La faim menace aujourd’hui 23 millions d’Afghans, soit 55% de la population, selon l’ONU, qui a réclamé 4,4 milliards de dollars auprès des pays donateurs cette année.

– Espoirs de compréhension réciproque –

La communauté internationale attend cependant de voir comment les fondamentalistes islamistes gouvernent, après avoir piétiné les droits humains lors de leur premier passage au pouvoir entre 1996 et 2001.

Malgré les promesses, les femmes sont largement exclues des emplois dans le secteur public et les écoles secondaires pour filles restent pour la plupart fermées.

Deux militantes féministes ont disparu cette semaine à Kaboul.

Avant leurs entretiens avec les talibans, les diplomates occidentaux ont rencontré en début de matinée des membres de la société civile afghane, des militantes féministes et des journalistes notamment, qui ont eux-mêmes eu des discussions sur les droits humains avec les fondamentalistes islamistes dimanche.

Une des militantes féministes, Jamila Afghani, avait alors évoqué auprès de l’AFP « une réunion positive pour rompre la glace », tout en précisant attendre des talibans qu’ils passent de la parole aux actes.

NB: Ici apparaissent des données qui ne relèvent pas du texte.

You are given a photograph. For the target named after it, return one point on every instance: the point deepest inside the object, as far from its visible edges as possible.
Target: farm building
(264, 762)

Lundi, une autre militante présente à Oslo, Mahbouba Seraj, a affirmé que les talibans « nous ont reconnues et nous ont écoutées ». « J’ai espoir. J’espère une forme de compréhension réciproque », a-t-elle dit à la presse.

Dans ce qu’il a présenté comme une « déclaration commune », le porte-parole taliban, Zabihullah Mujahid, a pour sa part tweeté dimanche que « la compréhension et la coopération sont les seules solutions à tous les problèmes de l’Afghanistan ».

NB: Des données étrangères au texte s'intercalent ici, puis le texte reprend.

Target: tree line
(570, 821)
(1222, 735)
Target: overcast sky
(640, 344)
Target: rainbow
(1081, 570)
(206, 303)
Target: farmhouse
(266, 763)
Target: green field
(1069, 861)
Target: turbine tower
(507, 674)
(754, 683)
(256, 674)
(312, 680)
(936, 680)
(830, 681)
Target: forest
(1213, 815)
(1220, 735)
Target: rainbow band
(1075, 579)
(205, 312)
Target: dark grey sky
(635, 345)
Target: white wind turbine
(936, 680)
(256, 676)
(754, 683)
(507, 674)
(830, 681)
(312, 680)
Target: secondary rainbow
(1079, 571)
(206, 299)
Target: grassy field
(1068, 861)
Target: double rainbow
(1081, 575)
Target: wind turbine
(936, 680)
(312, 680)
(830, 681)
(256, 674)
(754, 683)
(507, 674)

Parmi les 15 membres de la délégation – exclusivement masculine – arrivée samedi soir à bord d’un avion affrété par la Norvège figure Anas Haqqani, un des chefs du réseau Haqqani.

Sa présence à Oslo est particulièrement critiquée. Responsable de plusieurs attentats meurtriers en Afghanistan, son clan, devenu une composante majeure du nouveau régime taliban, est considéré par les Etats-Unis comme un groupe « terroriste ».

Selon les médias norvégiens, une plainte contre Anas Haqqani a été déposée à Oslo pour crimes de guerre. « Cela fait mal. C’est comme si Anders Behring Breivik (le néonazi norvégien qui a tué 77 personnes en 2011) venait dans un pays » en tant que délégué, a dit l’auteur de la plainte, Zahir Athari, à la radiotélévision NRK.